Лицо Вальтера мгновенно омрачилось. Он опять увидел перед собой всех этих вожаков профсоюзного движения, увидел и скуластую, низколобую физиономию Шенгузена. И юноша вдруг резко остановился, притянул к себе подругу и чуть не с угрозой в голосе произнес:
— Давай дадим друг другу слово, что никогда не станем такими. Никогда, слышишь?
— Ты о чем, Вальтер? — спросила она, удивленная суровостью его потемневших глаз.
— О чем? Я хочу, понимаешь, чтобы мы с тобой поклялись никогда и ни за что не опускаться… до того, чем стали эти старики. Поняла?
— Смешной ты, Вальтер! Разве можем мы превратиться в таких, как они? Разве мы мало об этом говорили?.. — В испытующе устремленных на нее глазах Вальтера она старалась прочесть истинный смысл его слов. — По-моему, — продолжала она, — они иными и не могут быть. Мы же, ты и я, мы ни за что не станем такими. Согласен? Мы не хотим этого.
— Вот именно! — воскликнул он. — Не хотим! И дадим себе слово, что не захотим никогда.
— Но, Вальтер, ведь это само собой разумеется!
— Нет, мне страшно. По-настоящему страшно! Дай мне сейчас же твердое обещание! Клянись!
— Ну и чудак же ты, право! Что с тобой? Какое нам дело до стариков? До этих… Нет, это просто смешно. Я бы шагу с тобой дальше не ступила, если бы хоть на минутку могла допустить, что ты станешь когда-нибудь таким, как они… Вздор!
— А ты? Ты никогда не станешь модной куколкой? Не будешь бегать по танцевальным залам и стрелять глазками в мужчин? И высокие каблучки, и шляпа с доброе колесо, и ужимочки, кривлянье…
— Никогда, никогда, никогда! — Она звонко рассмеялась. Потом серьезно сказала: — А ведь ты меня обижаешь. Какого же ты мнения обо мне?
Через минуту они уже снова дружно и мирно шагали по берегу озера мимо раскидистых благоухающих акаций.
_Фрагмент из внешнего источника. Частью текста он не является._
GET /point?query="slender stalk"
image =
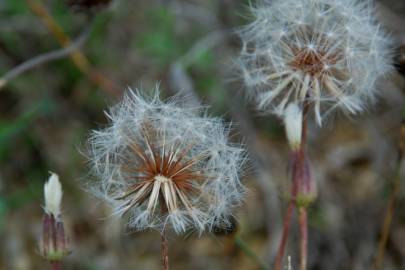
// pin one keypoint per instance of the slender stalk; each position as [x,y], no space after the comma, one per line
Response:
[303,220]
[56,265]
[165,251]
[284,237]
[44,58]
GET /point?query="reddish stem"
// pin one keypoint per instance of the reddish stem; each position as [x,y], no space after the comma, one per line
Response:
[303,220]
[165,251]
[284,237]
[56,265]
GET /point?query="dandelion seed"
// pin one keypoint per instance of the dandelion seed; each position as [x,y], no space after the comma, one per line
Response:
[329,55]
[163,164]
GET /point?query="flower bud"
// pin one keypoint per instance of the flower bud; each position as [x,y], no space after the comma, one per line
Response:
[54,243]
[293,125]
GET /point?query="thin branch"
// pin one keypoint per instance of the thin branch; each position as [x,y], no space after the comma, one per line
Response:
[78,58]
[284,237]
[46,57]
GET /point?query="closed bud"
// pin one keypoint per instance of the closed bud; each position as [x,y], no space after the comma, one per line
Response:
[293,125]
[54,243]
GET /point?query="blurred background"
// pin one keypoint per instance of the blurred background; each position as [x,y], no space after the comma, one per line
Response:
[91,51]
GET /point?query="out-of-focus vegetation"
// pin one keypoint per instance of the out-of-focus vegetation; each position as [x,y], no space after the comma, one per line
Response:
[189,47]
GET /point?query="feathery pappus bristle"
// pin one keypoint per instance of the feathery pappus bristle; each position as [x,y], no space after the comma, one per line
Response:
[163,164]
[328,53]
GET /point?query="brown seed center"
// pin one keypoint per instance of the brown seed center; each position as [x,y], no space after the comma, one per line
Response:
[312,61]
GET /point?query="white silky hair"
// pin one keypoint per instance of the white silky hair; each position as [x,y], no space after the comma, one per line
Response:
[344,29]
[179,126]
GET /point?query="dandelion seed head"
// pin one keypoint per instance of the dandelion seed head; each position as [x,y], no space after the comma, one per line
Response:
[328,53]
[165,165]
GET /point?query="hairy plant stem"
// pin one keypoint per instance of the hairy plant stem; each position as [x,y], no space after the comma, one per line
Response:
[56,265]
[303,217]
[284,237]
[292,203]
[303,220]
[165,251]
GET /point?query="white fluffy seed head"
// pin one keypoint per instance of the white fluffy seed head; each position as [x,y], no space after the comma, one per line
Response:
[328,53]
[53,195]
[293,125]
[163,164]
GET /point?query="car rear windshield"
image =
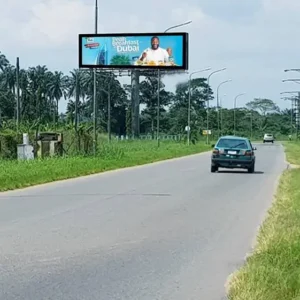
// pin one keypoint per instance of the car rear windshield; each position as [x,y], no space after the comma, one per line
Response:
[232,143]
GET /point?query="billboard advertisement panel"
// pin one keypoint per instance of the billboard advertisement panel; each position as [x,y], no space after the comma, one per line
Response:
[135,50]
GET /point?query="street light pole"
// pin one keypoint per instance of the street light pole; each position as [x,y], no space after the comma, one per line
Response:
[95,87]
[207,113]
[218,105]
[158,86]
[234,111]
[221,113]
[189,104]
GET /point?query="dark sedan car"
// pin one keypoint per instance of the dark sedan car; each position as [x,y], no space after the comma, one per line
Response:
[233,152]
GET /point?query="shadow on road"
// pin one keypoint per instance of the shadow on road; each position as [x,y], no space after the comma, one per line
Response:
[240,172]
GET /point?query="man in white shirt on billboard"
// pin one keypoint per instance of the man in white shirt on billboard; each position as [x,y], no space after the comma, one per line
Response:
[154,55]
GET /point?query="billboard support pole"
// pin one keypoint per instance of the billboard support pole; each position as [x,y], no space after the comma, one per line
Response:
[158,106]
[95,87]
[158,84]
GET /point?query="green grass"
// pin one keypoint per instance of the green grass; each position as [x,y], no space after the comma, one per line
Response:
[272,272]
[18,174]
[292,150]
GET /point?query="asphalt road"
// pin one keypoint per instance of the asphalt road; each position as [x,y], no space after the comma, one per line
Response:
[167,231]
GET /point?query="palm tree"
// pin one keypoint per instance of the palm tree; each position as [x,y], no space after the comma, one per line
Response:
[57,87]
[3,62]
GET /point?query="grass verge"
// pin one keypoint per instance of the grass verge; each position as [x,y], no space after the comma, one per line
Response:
[272,272]
[18,174]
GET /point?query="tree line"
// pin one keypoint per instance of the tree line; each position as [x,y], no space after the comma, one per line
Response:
[41,91]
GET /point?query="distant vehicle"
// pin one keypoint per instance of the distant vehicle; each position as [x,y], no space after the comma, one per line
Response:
[233,152]
[268,138]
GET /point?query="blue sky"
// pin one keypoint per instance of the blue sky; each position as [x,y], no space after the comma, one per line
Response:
[254,39]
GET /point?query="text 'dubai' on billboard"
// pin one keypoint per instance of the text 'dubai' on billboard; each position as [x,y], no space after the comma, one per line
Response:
[135,50]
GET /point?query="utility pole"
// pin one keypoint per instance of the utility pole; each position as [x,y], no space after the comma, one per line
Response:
[95,86]
[18,93]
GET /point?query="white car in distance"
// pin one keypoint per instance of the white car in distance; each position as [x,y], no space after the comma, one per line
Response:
[268,138]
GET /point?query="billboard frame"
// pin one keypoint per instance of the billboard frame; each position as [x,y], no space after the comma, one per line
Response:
[185,51]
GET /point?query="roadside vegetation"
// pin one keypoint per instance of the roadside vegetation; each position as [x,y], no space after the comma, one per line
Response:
[272,272]
[17,174]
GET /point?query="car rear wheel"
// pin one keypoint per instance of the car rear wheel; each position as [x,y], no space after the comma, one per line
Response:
[251,169]
[213,169]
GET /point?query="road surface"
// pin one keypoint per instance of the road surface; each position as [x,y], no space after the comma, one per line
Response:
[167,231]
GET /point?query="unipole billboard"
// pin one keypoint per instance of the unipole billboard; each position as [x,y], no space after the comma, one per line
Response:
[163,51]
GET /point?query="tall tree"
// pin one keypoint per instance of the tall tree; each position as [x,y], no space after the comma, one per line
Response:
[149,97]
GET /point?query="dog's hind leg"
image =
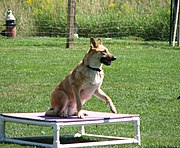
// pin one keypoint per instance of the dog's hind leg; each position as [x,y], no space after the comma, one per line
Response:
[100,94]
[59,102]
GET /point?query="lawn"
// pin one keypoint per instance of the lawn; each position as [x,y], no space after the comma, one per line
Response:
[145,80]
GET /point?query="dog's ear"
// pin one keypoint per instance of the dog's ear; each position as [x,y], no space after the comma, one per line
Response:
[99,41]
[93,43]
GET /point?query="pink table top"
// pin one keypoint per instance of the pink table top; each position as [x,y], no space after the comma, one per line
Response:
[91,116]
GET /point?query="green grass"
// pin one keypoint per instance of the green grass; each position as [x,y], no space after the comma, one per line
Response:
[143,80]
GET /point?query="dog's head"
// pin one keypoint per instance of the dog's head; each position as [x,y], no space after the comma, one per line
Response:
[101,53]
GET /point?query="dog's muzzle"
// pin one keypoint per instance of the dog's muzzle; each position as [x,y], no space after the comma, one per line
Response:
[107,60]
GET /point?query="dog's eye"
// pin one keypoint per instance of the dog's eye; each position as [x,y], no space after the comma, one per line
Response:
[104,51]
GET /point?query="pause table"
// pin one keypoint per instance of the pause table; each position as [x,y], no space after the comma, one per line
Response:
[57,123]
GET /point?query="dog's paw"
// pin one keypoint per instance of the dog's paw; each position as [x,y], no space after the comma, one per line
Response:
[81,114]
[113,108]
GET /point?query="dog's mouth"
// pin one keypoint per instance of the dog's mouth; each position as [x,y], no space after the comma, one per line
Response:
[107,60]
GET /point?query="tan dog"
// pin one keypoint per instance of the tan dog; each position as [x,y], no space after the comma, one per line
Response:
[83,82]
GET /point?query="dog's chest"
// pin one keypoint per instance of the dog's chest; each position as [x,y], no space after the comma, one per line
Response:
[96,78]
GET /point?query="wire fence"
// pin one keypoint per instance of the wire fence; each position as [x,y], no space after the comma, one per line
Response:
[140,19]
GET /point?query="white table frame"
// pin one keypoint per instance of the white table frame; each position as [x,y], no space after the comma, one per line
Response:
[58,125]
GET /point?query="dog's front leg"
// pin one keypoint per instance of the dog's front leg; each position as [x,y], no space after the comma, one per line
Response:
[80,113]
[100,94]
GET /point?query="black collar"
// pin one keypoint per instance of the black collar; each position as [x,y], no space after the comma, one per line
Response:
[96,69]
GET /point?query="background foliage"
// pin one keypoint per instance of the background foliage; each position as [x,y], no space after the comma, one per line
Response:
[103,18]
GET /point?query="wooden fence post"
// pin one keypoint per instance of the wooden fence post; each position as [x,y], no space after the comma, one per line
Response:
[70,25]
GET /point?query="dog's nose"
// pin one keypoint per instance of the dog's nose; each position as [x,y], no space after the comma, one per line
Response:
[113,58]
Ему, однако, не так легко уйти от своих мыслей. Он все думает о Шенгузене, и вдруг вместо лица этого профсоюзного деятеля перед ним всплывает лицо отца. Такое же полное, круглое и усатое, хоть и не такое тупое. И он невольно вспоминает о письме из Нейстрелица, о жалобной просьбе отца раздобыть и прислать ему несколько золотых монет и сигары. Золотые монеты сулят ему отпуск, сигары — более сносное существование. Было бы у него достаточно сигар, пишет он, ему не пришлось бы терпеть унижения и издевки, а возможно, посчастливилось бы даже самому обучать новобранцев… Похоже, что он готов унижать и мучить других, лишь бы самому избавиться от унижений… Вспомнилось Вальтеру и другое письмо, где отец писал, чтобы мать сходила к Шенгузену и спросила, не может ли тот добыть на него броню. А ведь раньше он для Шенгузена доброго слова не находил. Какие, однако, трусы все, и беспринципные вдобавок. Даже отец! Горе с этими стариками — обросли мохом, заплыли жиром, всего боятся.
— Ты опять о чем-то задумался?
— А, пустяки! Что бы ты сказала, Грета, если бы мы часок покатались с тобой по озеру? Там, на лодочной станции, найдутся, наверное, свободные лодки.
— О, это было бы чудесно. А у тебя разве есть деньги?